Нет, война это такая мерзость и подлость, что ее и сравнивать не с чем, только с войной... Зимой люди обмораживаются, а летом душит зловонье.
— Тогда и в сентябре много погожих дней было. И летела паутина,.,
— Да, стояла теплынь,— подхватывает мой собеседник.— И я тоже помню — много паутины. И летела она из-за Волги. А почему оттуда? Там стояла тяжелая артиллерия и «катюши». И мы все смотрели на заволжский лес. Как только немцы поднимаются и идут на нас, мы ждем. Вот ударят из-за Волги... Вот жахнут...— Иван Порфирьевич напряженно умолкает, будто и сейчас ждет эти спасительные залпы, а потом, расслабившись, добавляет:— Помню я эту паутину... На войне иногда черт знает что запоминается. Вот седьмого ноября на Мамаевом кургане была снежная буря. Немцы собирались отравить праздник, хотели сбросить нас с кургана. Начали с авиации. Целая туча самолетов налетела, а тут этот снежный буран... Густющий снег повалил, и бомбежка у них сорвалась, да и артиллерия вслепую не стала бить.
— Буран не помню,— отозвался я,— но снег действительно пошел в ночь на седьмое. Праздник и первый снег. И утром все белым-бело, а снег продолжал валить...
Мы спешили высказаться, будто боялись, что не наговоримся. Я испытывал странное, волнующее чувство к этому немолодому, потрепанному войной и жизнью человеку, которого еще час назад не видел, но уже хорошо знал по его письмам. И он был таким и не таким, каким я его представлял. Нет. Скорее, не таким.
Я знал, что Иван Порфирьевич демобилизовался капитаном, стал учителем... А передо мной был крестьянин с большими натруженными руками и усталыми глазами, и только тогда, когда эти глаза улыбаются, можно догадаться, каким был Иван Порфирьевич там, в Сталинграде. И все же мне казалось: этого человека я знал давно. Наше знакомство началось там, в сожженном и разбитом Сталинграде, осенью сорок второго. Кадровый командир Красной Армии, двадцатидвухлетний лейтенант, командир роты и четырнадцатилетний мальчишка. В нашей дружбе ничего не было необычного. Я знал многих солдат и командиров, которые жили в нашем доме, а когда дом сгорел, ютились вместе с нами в подвалах и блиндажах.

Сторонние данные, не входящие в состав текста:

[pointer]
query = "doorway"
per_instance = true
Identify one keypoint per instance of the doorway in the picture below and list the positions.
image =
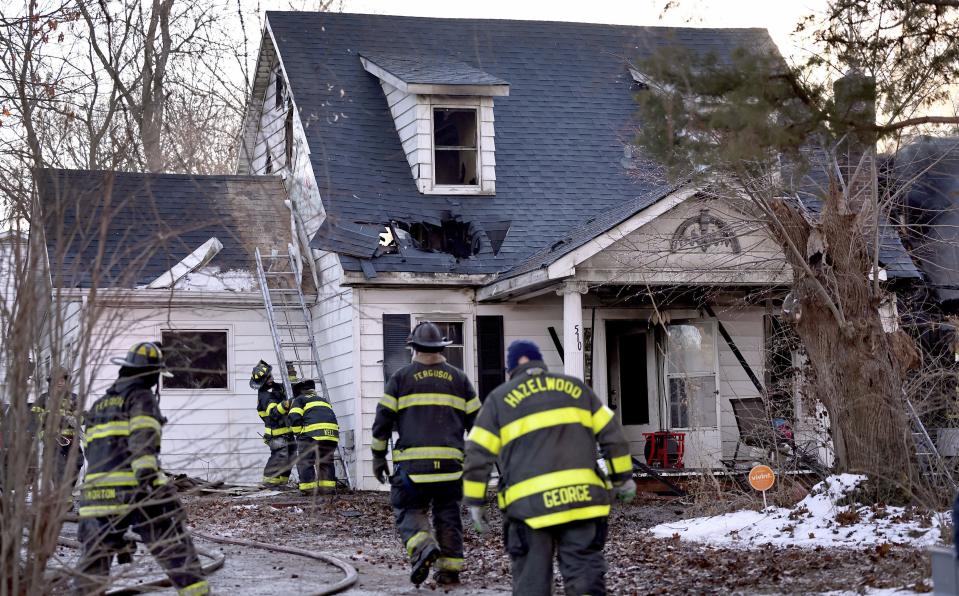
(632, 379)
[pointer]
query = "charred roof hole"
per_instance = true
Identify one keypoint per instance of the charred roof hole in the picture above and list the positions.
(460, 239)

Но большинство и тех солдат, и тех командиров погибло. А этот был ранен, отправлен на левый берег Волги в госпиталь и остался жив..
Теперь мы встретились. Встретились, когда оба постарели. Надрывно, с перебоями колотятся сердца. Но я опять тот мальчишка, а он молодой комроты, и мы чувствуем наше родство, которое идет оттуда, из военной поры. Иван Порфирьевич почувствовал это раньше меня и написал в письме, что «мы братья, потому что хлебали горе в Сталинграде из одного солдатского котелка». Я понял только сейчас. Мешала наша разница в годах. А вот теперь она стерлась. Действительно, как братья. Прав Иван Порфирьевич, когда говорит: «Горе быстро сближает людей. В счастье же они черствеют».